Au sujet de la dynamique de révision de la législation régissant le secteur, il se dit optimiste quant à voir les nouvelles lois assainir de manière efficiente la situation des médias en Algérie en assurant leur promotion et leur développement pour être à la hauteur des défis qui sont les leurs. «La force de la loi réside toutefois dans son application», a prévenu note interlocuteur.
En parlant justement des réformes, les pouvoirs publics se penchent depuis plusieurs mois sur l’élaboration de nouveaux textes réglementaires devant régir la profession et surtout s’adapter à la nouvelle Constitution. On pense plus particulièrement à la loi organique n°12-05 du 18 Safar 1433 correspondant au 12 janvier 2012 relative à l'information, l’un des grands chantiers du secteur de la communication, comme l’a souligné le ministre de la Communication.
Des réformes à tous les niveaux
L’amendement se fera, de ce fait, de façon «collective et inclusive», a assuré Belhimer qui fait part de l’association de l'ensemble des acteurs du secteur à ce vaste chantier pour aboutir au final à la création tant attendue d’un Conseil national de la presse écrite en lieu et place d'une autorité de régulation, tel que stipulé dans ladite loi et qui n'existe nulle part au monde.
L’autre grand chantier qui tient à cœur les pouvoirs publics a trait à la presse audiovisuelle dont le projet de loi devra contribuer à la promotion de l'image et de la voix de l'Algérie, tant à l'intérieur qu'à l'extérieur, et qui sera appelé, une fois concrétisé, à trouver des mécanismes juridiques permettant à l'Etat de s'acquitter de toutes ses missions en matière de régulation et d'organisation du secteur. Le texte vise globalement à créer un climat régulé et incitatif pour les activités audiovisuelles publiques et privées.

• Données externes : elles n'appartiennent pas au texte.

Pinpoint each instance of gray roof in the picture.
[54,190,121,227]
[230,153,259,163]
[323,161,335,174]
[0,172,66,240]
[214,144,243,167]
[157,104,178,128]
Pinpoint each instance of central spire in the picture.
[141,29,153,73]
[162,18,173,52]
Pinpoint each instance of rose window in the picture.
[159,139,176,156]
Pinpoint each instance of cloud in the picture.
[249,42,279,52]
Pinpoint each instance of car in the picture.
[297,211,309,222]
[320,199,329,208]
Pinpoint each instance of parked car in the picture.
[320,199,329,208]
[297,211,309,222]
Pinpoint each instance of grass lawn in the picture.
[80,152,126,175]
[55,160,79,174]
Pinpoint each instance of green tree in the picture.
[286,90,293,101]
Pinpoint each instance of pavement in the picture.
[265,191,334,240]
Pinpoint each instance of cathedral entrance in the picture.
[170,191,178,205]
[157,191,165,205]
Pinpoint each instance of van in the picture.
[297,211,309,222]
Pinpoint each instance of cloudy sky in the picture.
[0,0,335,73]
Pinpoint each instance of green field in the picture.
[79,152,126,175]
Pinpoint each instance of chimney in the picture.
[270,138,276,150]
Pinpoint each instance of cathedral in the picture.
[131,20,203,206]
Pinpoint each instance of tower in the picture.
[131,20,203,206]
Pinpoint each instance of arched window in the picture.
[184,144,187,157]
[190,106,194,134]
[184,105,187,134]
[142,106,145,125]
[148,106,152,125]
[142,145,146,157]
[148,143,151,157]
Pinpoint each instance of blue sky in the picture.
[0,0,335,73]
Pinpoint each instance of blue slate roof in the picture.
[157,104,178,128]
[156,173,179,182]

A tout ceci s’ajoutera la nouvelle loi organique régissant le secteur de la publicité qui revêtira, dès sa promulgation, une importance capitale dans l'organisation du travail médiatique, la régulation du marché de la publicité, notamment dans le contexte du nombre croissant des sites électroniques et à la mise en vigueur de l'arrêté régissant la presse électronique et la mise en œuvre du cahier des charges, fixant les conditions d'octroi de la publicité publique.
Autant donc d’acquis, (présents et à venir) qui vont dans le sens de donner un nouveau souffle à la presse en général, du moins ce que souhaitent les professionnels. Des réformes profondes qui devront permettre aux médias d'accomplir pleinement leur rôle face aux nouveaux défis.